The 1910s Government, Politics, and Law: Chronology
The 1910s Government, Politics, and Law: Chronology
1910: March 26 Congress amends the Immigration Act of 1907, prohibiting criminals, anarchists, the poor, and people carrying infectious disease from entering the United States.
1910: June 20 Congress authorizes the New Mexico Territory and the Arizona Territory to form state governments and apply for statehood.
1910: June 25 Congress passes the Publicity Act, requiring members of Congress to report campaign contributions.
1911: May 29 In U.S. v. American Tobacco Company, the Supreme Court finds "the tobacco trust" in violation of the Sherman Antitrust Act.
1912: January 6 New Mexico becomes the forty-seventh state.
1912: February 14 Arizona becomes the forty-eighth state.
1912: April 14 The new luxury ocean liner Titanic hits an iceberg and sinks within hours. The investigation that follows attracts international attention.
1912: May 12 The national convention of the Socialist Party of America convenes in Indianapolis. Eugene V. Debs is the presidential nominee.
1913: February 25 The Sixteenth Amendment is adopted, legalizing a federal income tax.
1913: March 4 Woodrow Wilson takes the oath of office and becomes the twenty-eighth U.S. president.
1913: December 23 The Federal Reserve Act becomes law. It establishes a regulatory system to increase economic stability throughout the country.
1914: July 28 Austria declares war on Serbia in what will later become known as World War I.
1914: September 26 The Federal Trade Commission is set up to prevent monopolies and preserve competition and free commerce.
1915: January 28 Congress establishes the U.S. Coast Guard.
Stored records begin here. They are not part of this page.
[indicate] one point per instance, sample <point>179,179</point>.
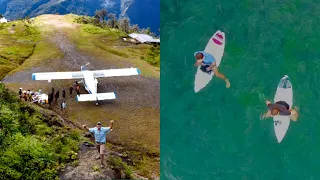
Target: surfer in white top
<point>208,64</point>
<point>280,108</point>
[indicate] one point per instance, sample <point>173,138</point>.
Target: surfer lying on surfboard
<point>280,108</point>
<point>208,64</point>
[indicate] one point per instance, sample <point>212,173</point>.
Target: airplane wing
<point>94,97</point>
<point>116,72</point>
<point>57,75</point>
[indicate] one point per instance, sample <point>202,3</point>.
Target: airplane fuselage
<point>90,83</point>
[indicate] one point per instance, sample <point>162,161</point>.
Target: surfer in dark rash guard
<point>208,64</point>
<point>280,108</point>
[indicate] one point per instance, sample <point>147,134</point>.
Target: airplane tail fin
<point>94,97</point>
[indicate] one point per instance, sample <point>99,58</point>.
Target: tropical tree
<point>135,28</point>
<point>124,24</point>
<point>148,31</point>
<point>112,20</point>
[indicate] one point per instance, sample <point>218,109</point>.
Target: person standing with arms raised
<point>100,134</point>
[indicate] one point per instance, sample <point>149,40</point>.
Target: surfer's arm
<point>211,66</point>
<point>197,63</point>
<point>268,102</point>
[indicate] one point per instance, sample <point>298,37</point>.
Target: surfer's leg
<point>221,76</point>
<point>294,115</point>
<point>266,115</point>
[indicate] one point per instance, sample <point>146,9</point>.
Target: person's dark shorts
<point>204,69</point>
<point>284,104</point>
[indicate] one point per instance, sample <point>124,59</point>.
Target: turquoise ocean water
<point>217,133</point>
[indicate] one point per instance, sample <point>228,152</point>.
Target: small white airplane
<point>89,80</point>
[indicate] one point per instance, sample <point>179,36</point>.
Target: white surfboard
<point>283,93</point>
<point>215,47</point>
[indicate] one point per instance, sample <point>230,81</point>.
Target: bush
<point>120,167</point>
<point>26,152</point>
<point>153,56</point>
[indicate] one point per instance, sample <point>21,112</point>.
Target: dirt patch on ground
<point>56,21</point>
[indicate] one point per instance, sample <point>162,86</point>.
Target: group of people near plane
<point>52,97</point>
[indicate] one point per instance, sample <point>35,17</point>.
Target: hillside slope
<point>59,44</point>
<point>146,13</point>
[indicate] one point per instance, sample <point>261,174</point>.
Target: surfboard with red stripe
<point>215,47</point>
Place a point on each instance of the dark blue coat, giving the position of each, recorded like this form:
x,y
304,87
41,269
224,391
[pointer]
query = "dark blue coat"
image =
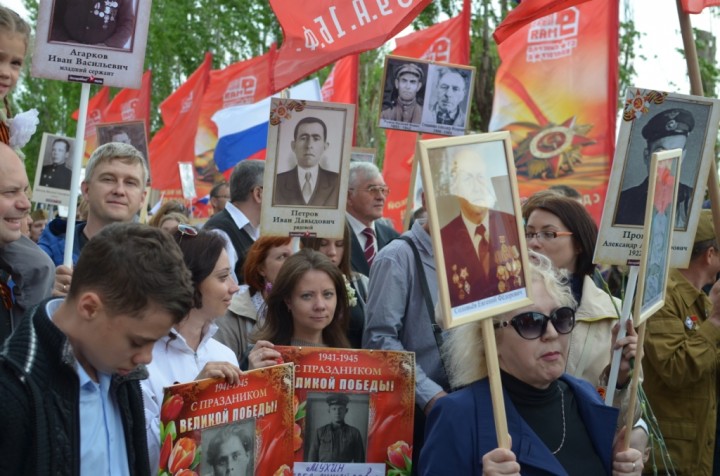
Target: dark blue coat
x,y
461,430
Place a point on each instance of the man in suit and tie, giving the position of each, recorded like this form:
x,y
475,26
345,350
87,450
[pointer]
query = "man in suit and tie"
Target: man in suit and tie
x,y
308,184
366,200
481,245
239,221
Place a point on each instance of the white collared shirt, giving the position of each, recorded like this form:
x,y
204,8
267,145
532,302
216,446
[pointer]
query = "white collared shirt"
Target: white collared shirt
x,y
357,227
313,176
471,227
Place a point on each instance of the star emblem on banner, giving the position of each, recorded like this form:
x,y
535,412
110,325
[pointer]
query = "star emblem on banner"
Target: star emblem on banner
x,y
551,150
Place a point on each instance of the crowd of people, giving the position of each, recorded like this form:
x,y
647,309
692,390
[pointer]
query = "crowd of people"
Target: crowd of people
x,y
88,348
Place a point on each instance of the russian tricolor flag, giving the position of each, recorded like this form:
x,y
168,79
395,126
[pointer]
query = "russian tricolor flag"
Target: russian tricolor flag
x,y
243,130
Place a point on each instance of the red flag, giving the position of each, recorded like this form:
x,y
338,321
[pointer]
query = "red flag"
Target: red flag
x,y
175,142
131,104
528,11
696,6
342,85
244,82
95,115
564,134
447,42
323,31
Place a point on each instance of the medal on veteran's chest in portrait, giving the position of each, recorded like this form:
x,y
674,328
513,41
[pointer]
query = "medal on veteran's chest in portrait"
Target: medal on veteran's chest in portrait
x,y
106,10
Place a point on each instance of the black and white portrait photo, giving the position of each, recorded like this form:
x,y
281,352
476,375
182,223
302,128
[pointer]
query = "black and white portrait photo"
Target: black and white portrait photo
x,y
131,132
105,23
404,92
336,426
314,180
673,126
55,170
229,450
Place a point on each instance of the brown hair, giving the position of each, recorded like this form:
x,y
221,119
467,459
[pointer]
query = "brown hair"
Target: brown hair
x,y
200,253
131,267
278,327
257,254
314,243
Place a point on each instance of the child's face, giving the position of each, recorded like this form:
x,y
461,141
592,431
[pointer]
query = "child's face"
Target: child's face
x,y
12,55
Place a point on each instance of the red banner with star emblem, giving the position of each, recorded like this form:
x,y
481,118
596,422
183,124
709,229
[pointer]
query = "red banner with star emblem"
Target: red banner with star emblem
x,y
175,142
563,134
448,42
323,31
696,6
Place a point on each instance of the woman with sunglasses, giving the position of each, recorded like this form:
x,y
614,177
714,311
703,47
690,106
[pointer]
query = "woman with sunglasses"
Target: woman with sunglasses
x,y
562,229
306,307
247,308
338,250
189,352
558,423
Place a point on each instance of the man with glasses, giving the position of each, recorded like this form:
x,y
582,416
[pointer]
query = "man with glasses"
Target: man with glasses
x,y
219,196
239,222
308,184
681,358
480,245
366,200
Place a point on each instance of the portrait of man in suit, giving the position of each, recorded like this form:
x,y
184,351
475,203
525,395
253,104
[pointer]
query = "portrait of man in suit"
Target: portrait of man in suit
x,y
666,130
481,246
308,184
57,174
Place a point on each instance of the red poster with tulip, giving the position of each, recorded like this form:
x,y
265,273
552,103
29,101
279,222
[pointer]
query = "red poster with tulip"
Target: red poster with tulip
x,y
210,427
377,391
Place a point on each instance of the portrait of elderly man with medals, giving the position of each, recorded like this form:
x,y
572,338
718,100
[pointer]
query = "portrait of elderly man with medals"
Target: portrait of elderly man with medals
x,y
480,245
107,23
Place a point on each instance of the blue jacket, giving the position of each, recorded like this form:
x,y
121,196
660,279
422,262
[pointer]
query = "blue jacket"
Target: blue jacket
x,y
461,430
52,240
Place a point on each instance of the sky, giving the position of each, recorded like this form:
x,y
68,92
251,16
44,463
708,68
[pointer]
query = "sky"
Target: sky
x,y
663,68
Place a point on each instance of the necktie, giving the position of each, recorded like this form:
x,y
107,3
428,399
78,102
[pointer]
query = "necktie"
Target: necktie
x,y
483,249
369,245
307,188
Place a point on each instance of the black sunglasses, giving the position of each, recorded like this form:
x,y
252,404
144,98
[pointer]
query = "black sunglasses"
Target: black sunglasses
x,y
532,325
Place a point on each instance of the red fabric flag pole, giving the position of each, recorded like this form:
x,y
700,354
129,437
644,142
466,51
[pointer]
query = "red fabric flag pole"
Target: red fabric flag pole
x,y
132,104
322,31
528,11
244,82
564,134
175,142
447,42
95,115
341,85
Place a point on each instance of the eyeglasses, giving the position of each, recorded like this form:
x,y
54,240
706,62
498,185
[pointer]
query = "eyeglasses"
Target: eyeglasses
x,y
186,230
532,325
546,235
375,189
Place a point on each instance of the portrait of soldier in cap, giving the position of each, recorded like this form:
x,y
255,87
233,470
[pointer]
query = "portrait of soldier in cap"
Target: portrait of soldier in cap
x,y
666,130
448,98
337,442
408,82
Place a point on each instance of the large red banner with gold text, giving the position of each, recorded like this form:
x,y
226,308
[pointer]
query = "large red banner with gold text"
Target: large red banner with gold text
x,y
378,388
556,92
203,419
1915: May 7 A British passenger liner, the Lusitania, is sunk by Germans off the Irish coast. Among the dead are 128 Americans.
1916: Margaret Sanger, a prominent advocate of birth control, is found guilty of obscenity charges in New York State for distributing her book Family Limitation (1914).
1916: January 27 President Wilson begins a tour of the United States urging Americans to prepare for their nation's entry into the war in Europe.
1916: July 11 Congress passes the Federal Highway Act, authorizing assistance to states for road construction.
1916: September 7 Congress passes the Workmen's Compensation Act, which offers coverage to five hundred thousand federal workers.
1917: February 3 The United States severs diplomatic relations with Germany.
1917: March 5 President Wilson is inaugurated for his second term in office.
1917: March 20 Wilson's cabinet unanimously advises the president to ask Congress to declare war on Germany.
1917: November 6 An amendment to the New York State constitution gives women the right to vote in state elections.
1918: Mississippi becomes the last state to pass a law authorizing compulsory school attendance.
1918: January 8 President Wilson addresses Congress to present the Fourteen Points, his proposal for peace for a postwar world.
1918: March 19 Congress passes legislation to put into effect Daylight Saving Time, a step to conserve energy in wartime.
1918: August 16 U.S. troops are dispatched to Siberia to aid the White Russian Army. They are withdrawn in April 1920.
1918: November 3 The Allies sign an armistice with Austria-Hungary.
1918: November 11 On the eleventh hour of the eleventh day of the eleventh month of 1918, the armistice ending World War I goes into effect.
1918: December 4 President Wilson sails for France to attend the Paris Peace Conference. The French people welcome him enthusiastically.
1919: The national debt rises from $2 billion in 1917 to $26 billion in 1919.
1919: January 29 The Eighteenth Amendment, banning the transportation and sale of alcoholic beverages, is ratified.
1919: February 14 President Wilson proposes the League of Nations at the Paris Peace Conference.
1919: March 15 Units of the American Expeditionary Forces organize the American Legion.
1919: June 28 The Treaty of Versailles is signed, officially ending World War I.
1919: August 14 In a highly publicized trial, the Chicago Tribune is found guilty of having libeled Henry Ford by calling the industrialist an anarchist.
1919: November 19 The U.S. Senate fails to ratify the Treaty of Versailles, making membership in the newly established League of Nations all but impossible.